Orwell’s eyes went wide. When Grump held up a royal edict written in his own crabby handwriting, that said, ‘Yooltime is cansuled until I get MY wall.  Grump Res,’ followed by the royal seal of Washuptown, his blood ran cold.

This would not go over or down well with the citizens. Never in the history of the kingdom had the holiday been tampered with. He did not know how the people would react.

“Don’t you think that’s bit extreme, sire?”

“Of course not. My people love me. You’ll see. I’m having the population summoned this very afternoon in the forecourt of the palace, where I will announce my great plans. You and your parliamentarian colleagues will be there.”

Orwell shuddered and swallowed hard. He had no choice. He would have to be there, but he had a sinking feeling that bad things were about to happen.

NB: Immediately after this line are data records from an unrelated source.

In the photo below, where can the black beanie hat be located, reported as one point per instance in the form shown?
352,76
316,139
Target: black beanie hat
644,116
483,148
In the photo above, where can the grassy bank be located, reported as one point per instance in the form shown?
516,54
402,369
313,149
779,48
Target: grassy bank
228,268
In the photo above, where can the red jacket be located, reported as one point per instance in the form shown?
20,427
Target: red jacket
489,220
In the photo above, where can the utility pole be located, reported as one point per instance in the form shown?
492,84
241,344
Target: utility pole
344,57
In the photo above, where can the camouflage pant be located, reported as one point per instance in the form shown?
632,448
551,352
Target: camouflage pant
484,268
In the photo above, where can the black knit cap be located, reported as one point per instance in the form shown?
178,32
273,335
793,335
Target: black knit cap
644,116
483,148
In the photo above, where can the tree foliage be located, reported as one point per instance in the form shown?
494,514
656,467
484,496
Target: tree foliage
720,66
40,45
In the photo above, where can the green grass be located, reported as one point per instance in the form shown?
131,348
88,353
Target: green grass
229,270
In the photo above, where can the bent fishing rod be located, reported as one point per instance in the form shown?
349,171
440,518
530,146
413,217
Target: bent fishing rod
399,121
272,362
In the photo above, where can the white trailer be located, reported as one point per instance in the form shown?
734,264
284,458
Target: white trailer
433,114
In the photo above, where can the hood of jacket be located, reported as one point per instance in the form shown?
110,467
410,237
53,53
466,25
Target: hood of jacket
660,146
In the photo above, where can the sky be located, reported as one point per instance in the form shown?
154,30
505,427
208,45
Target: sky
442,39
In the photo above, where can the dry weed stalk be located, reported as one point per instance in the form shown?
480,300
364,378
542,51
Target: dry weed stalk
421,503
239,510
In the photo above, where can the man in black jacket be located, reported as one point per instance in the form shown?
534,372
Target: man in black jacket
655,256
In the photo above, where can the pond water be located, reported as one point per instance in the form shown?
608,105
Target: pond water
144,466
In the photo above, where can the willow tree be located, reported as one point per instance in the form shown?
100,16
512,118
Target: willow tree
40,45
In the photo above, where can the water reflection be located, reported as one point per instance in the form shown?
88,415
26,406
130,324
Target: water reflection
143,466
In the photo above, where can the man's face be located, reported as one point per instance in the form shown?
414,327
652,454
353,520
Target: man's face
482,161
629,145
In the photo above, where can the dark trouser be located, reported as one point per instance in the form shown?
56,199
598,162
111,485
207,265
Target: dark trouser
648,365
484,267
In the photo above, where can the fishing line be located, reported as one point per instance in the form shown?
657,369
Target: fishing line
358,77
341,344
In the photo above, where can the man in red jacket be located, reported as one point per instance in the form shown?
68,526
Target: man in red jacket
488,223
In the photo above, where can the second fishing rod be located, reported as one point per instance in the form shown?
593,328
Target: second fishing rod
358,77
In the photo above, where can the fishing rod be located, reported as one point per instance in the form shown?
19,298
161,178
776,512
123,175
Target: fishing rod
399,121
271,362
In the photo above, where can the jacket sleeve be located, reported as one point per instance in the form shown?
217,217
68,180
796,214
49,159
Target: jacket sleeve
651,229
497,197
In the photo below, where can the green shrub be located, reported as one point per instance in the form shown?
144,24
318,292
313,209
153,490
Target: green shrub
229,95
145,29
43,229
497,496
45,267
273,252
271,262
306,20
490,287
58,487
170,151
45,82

Worse, he thought, the simpleton misspelled ‘Yuletime’ and ‘cancel.’ The people will forgive him the second, as most of them probably can’t spell it either, but as for the first . . . well, that was sacrilege. Oh yes, he thought, bad things are about to happen.

 

3

.

Just before the midday meal hour—not, in Orwell’s opinion a good time to assemble people to listen to a speech, even if the speech was for good news, which this one was not to be—most of Washuptown’s population had assembled in the castle’s forecourt. There were puzzled looks on many faces as people wondered why their new king wanted to speak with them. Some smiled, for they figured, if it was important enough for the king to call the whole kingdom together for it, it would be a great thing to participate in. Orwell and his fellow parliamentarians, though, were most definitely not happy to be there, for they knew that when the king announced his grand plan, there was no telling how the people might react—Orwell had shared Grump’s plan with the others, and it’s safe to say that each and every one of them was quaking in his boots.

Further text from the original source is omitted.